Supersensitive smart material developed for targeted drug delivery

Russian scientists report that they have developed a smart material with unique properties, which holds promise for express DNA analysis and next-generation drug delivery against cancer and other serious diseases.

The team, from the Moscow Institute of Physics and Technology (MIPT) and Prokhorov General Physics Institute of the Russian Academy of Sciences (RAS), created a new material intended for drug delivery, which is capable of analysing multiple environment parameters at once, seeking out drug targets with precision.

The material is characterised by a supersensitivity to DNA signals. According to the researchers, it exhibits a higher sensitivity than the majority of currently available express DNA assays.

In the study, one end of a single-stranded DNA molecule was pinned to a nanoparticle. The molecule had no hairpins (double-stranded segments where part of the chain sticks to itself). The team then attached a small molecular receptor to the other end of the DNA chain. Contrary to expectations, the receptor did not bind to its target. The scientists hypothesised that single-stranded DNA might stick to the nanoparticle and coil up, hiding the receptor beneath it on the particle’s surface.

The team found their hypothesis was correct when they added complementary single strands of DNA to the particle. The receptor instantly became active, binding to its target, as the bonds between the complementary nucleotides caused the DNA strands to form a rigid double helix, or duplex. The strand thus uncoiled, exposing the receptor for target binding.

The researchers demonstrated that their agents were capable of detecting DNA concentrations as low as 30 femtomoles per litre, without DNA and/or signal amplification. The study’s co-author Elizaveta Mochalova, a doctoral student at MIPT, added: “We showed the sensitivity to be so high with a quite simple lateral flow assay, which is widely used in pregnancy tests. Unlike the existing DNA assays, such tests can be performed outside a clean laboratory setting and require no advanced equipment.”

The authors of the paper have also showed the technology to be applicable to the design of smart nanoagents that would recognise cancer cells based on the concentration of small DNA in their microenvironment. 

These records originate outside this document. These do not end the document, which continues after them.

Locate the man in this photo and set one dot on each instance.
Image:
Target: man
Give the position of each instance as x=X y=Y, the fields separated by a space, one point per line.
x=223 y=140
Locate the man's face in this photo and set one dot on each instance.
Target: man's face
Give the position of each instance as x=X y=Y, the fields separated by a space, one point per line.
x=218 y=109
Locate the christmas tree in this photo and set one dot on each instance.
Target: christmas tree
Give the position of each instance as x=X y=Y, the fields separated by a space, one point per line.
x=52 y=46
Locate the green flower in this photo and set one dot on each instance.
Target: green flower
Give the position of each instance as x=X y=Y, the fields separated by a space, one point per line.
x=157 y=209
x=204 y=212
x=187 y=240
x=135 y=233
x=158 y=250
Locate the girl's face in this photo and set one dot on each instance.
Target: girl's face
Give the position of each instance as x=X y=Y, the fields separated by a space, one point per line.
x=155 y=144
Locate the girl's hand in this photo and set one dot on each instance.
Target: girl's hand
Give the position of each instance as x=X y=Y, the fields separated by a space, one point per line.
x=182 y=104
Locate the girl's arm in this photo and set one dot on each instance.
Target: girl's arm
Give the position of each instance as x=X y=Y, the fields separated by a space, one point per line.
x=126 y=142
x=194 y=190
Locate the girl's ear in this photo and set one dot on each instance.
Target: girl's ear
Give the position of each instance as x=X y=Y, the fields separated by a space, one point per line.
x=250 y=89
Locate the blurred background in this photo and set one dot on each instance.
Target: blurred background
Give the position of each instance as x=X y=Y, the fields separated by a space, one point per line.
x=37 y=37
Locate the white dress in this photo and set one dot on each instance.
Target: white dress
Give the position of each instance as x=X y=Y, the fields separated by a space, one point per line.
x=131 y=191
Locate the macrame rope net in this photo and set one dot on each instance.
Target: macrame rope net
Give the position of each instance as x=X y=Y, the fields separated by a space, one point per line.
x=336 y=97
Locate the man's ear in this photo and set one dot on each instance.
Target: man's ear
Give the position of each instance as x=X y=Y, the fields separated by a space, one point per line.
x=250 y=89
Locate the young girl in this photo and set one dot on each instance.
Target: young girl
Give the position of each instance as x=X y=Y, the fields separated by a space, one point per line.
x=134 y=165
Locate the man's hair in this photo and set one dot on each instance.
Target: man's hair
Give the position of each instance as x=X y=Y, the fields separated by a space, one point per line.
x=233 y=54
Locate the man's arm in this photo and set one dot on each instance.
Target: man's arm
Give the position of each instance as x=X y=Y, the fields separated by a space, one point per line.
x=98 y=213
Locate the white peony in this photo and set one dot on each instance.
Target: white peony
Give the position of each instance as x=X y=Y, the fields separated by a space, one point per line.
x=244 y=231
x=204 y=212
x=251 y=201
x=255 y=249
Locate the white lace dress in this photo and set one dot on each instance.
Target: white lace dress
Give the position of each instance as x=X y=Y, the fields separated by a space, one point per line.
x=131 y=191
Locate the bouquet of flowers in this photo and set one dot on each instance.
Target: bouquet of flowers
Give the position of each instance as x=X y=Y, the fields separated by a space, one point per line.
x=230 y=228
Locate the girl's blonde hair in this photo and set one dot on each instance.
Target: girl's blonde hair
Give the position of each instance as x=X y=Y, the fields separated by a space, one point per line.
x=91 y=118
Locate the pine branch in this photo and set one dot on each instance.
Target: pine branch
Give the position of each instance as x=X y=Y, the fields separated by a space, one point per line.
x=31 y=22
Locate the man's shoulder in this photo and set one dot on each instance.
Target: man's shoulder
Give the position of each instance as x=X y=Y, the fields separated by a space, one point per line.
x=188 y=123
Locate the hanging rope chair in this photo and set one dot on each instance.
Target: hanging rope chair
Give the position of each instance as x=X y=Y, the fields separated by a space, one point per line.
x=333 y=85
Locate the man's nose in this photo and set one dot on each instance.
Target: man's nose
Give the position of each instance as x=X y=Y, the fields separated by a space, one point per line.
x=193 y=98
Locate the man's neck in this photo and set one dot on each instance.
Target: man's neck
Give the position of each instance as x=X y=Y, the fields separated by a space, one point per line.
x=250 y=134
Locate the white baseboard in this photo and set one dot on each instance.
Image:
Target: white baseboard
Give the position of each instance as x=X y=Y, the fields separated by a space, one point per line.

Principal investigator and head of MIPT’s Nanobiotechnology Lab Maxim Nikitin commented: “Interestingly, the smaller the length of the nucleic acid to be detected, the more competitive our technology becomes. We can fabricate ultrasensitive agents controlled by well-studied small RNAs that are 17 to 25 bases long. However, if we take sequences that are less than 10 nucleotides long, there are simply no technologies with comparable sensitivity.

“What is even more exciting is that our method enables probing the microenvironment of cells to determine whether shorter small RNAs are useful disease markers rather than the meaningless compounds they are commonly held to be due to the difficulties in their detection.”

The newly developed technology offers prospects for genomics, both in terms of express point-of-care DNA assays and for developing next-generation therapeutic nanomaterials. It could be used to deliver drugs only to cells with a particular microenvironment genetic profile, the reseachers conclude.

The study was published in ACS Nano.